Church members are not perfect. We all have strengths and weaknesses. 
We come with various gifts, talents, personality traits and temperaments. Many are welcoming, caring and generous people. 
Yet some lack a welcoming presence. This could simply be how they are wired, but it could also be a “heart defect.” 
When someone experiences a heart problem, they go to a heart specialist. It may require lifestyle changes, medication or in severe cases, surgery or a heart transplant. If it isn’t treated, then it can become fatal. 
Just as a healthy heart is imperative for human life, a healthy heart is at the center of a healthy, thriving church.
In a spiritual sense, the heart is the core of human essence. It is who we are and how we interact in the world. Our attitudes and behavior emanate from our hearts and affect the world around us in healthy or unhealthy ways. 
Earl Nightingale was a twentieth-century radio personality and author dealing primarily with the issues of human character development, motivation and meaningful existence. He once said, "Our attitude towards others determines their attitude towards us." 
Our attitudes are expressed by words and behavior, even when masked by superficial niceness or overt behavior. Negative attitudes can be unwelcoming to guests, making them feel like outsiders. Condescending attitudes toward people experiencing hardship are felt when they are at rock bottom and come to the church asking for help—making them feel “less than.” 
Speaking negatively or spreading rumors and personal information about others tears them down rather than building them up. In these instances, it affects the attitudes of the offended toward the offenders, the church and Christianity as a whole.
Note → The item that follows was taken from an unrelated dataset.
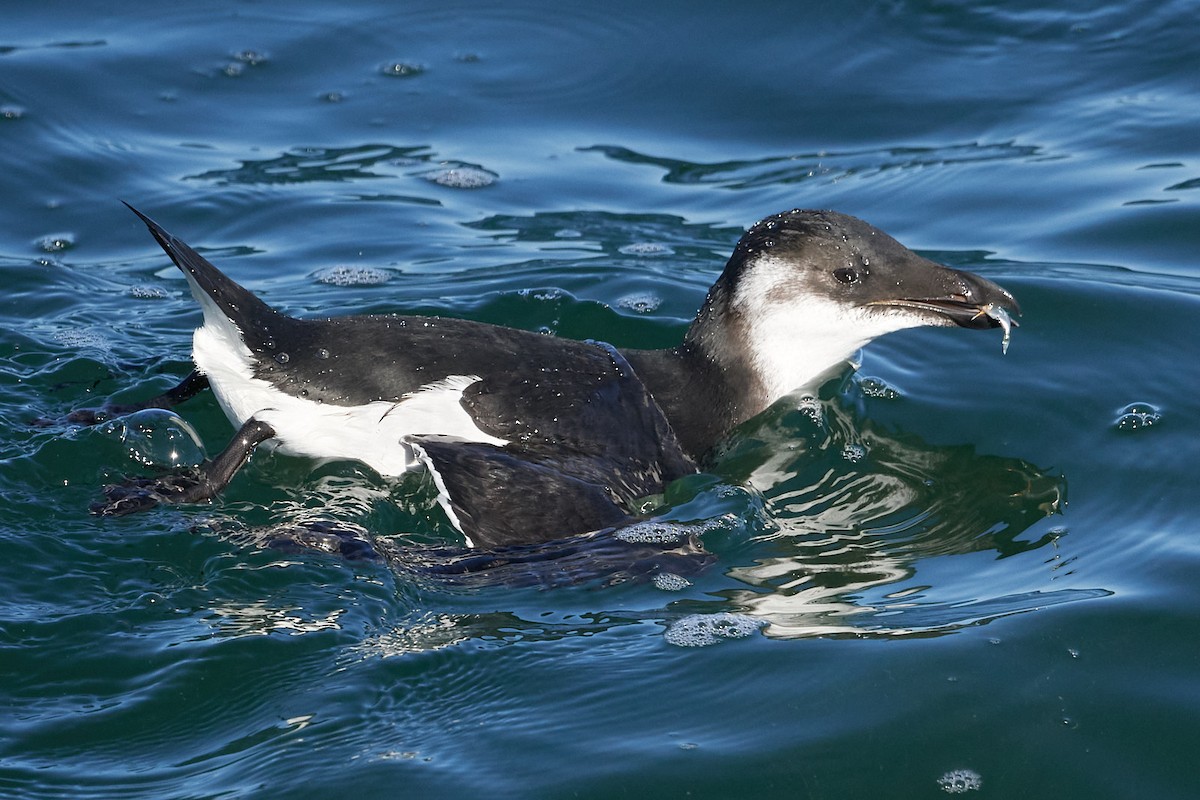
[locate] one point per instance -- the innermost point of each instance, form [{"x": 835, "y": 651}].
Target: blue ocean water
[{"x": 957, "y": 571}]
Our heart reveals our true character. We may try to cover up or ignore the symptoms, but at some point, they will become serious if left unchecked.
As Christians, just like everyone else, we need to consult with a physician for annual checkups to maintain our physical health. Likewise, we need regular checkups with God to maintain our spiritual health and well-being as well as the health and well-being of those around us. 
Do you and your church have a healthy heart? Maybe it’s time for a checkup.